Tang et al.⁸¹ designed (FO-PSe) 52 a novel turn-on probe for the detection of HOCl. A two-photon (TP) fluorophore, 9-fluorenone was covalently conjugated with two selenium-containing moieties. The two-photon (TP) imaging procedure is considered better in comparison to their one-photon (OP) counterparts, as it can penetrate deep without photodamaging the sample by the use of two lower energy photons for excitation. The probe 52 exhibits weak fluorescence due to photoinduced electron transfer (PET) from the diphenyl selenide group to 9-fluorenone, but when HOCl is added, the selenium of the probe is oxidized to FO-PSeO 53 preventing the PET and thus turn-on fluorescence (Scheme 21).

The FO-PSe 52 shows an absorption band centered at 415 nm, while the emission maximum corresponding to it appeared at near 520 nm; the excitation maximum was found to be 415 and 800 nm for OP and TP, respectively. The probe was reported to be highly selective to HOCl, as other ROS and RNS hardly showed any significant fluorescence. The detection limit of HOCl was estimated to be 0.35 μM, which indicates that the probe can be used to determine the quantitative level of HOCl. The reversibility of the probe was established when cells on pretreating with glutathione (GSH) show weaker fluorescence compared to the cells stimulated with HOCl. The probe was also found to monitor HOCl in living cells under physiological conditions. The mouse microphage cell line RAW 264.7 shows almost no fluorescence in the absence of stimulant, whereas strong fluorescence was detected after treatment with phorbol 12-myristate 13-acetate (PMA). This indicates that probe 52 can be used to selectively visualize HOCl in cells. The application of FO-PSe was exhibited in intravital imaging in zebrafish.
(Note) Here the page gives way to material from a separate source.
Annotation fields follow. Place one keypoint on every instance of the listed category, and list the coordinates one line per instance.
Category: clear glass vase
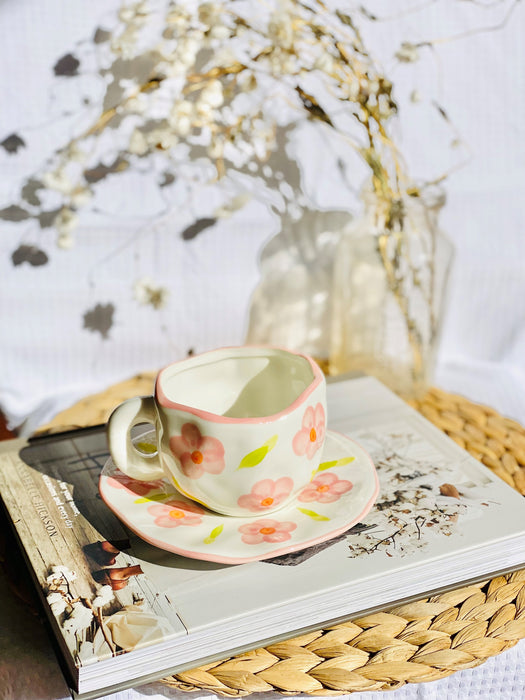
(389, 291)
(291, 304)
A strong response was observed when HOCl was added to the probe preloaded zebrafish, and after further treatment with vitamin C, fluorescence of the zebrafish decreased sharply. The probe FO-PSe also tracked the changes in HOCl levels deep inside mice and zebrafish. The probe is an ideal tool for investigating HOCl levels in live cells as well as in vivo, by using TP deep tissue imaging.

Shouzhuo Yao⁸² et al. synthesized a simple and reversible fluorescent probe for ClO^– by reacting 7-nitrobenz-2-oxa-1,3-diazole (NBD) 54, a fluorophore, and selenomorpholine 55 as the recognition unit. The NBD-selenide probe 56 shows a weak fluorescence due to the PET process from the selenide to NBD in the excited state. In the presence of hypochlorite, the selenide oxidizes to selenoxide 57, which hampers the PET process and thus boosts the fluorescence (Scheme 22). The probe when tested against other ROS was found to be a highly selective, sensitive, and fast (<10 s) visual-based fluorescent probe for the detection of hypochlorite even at the concentration of 3.3 nM.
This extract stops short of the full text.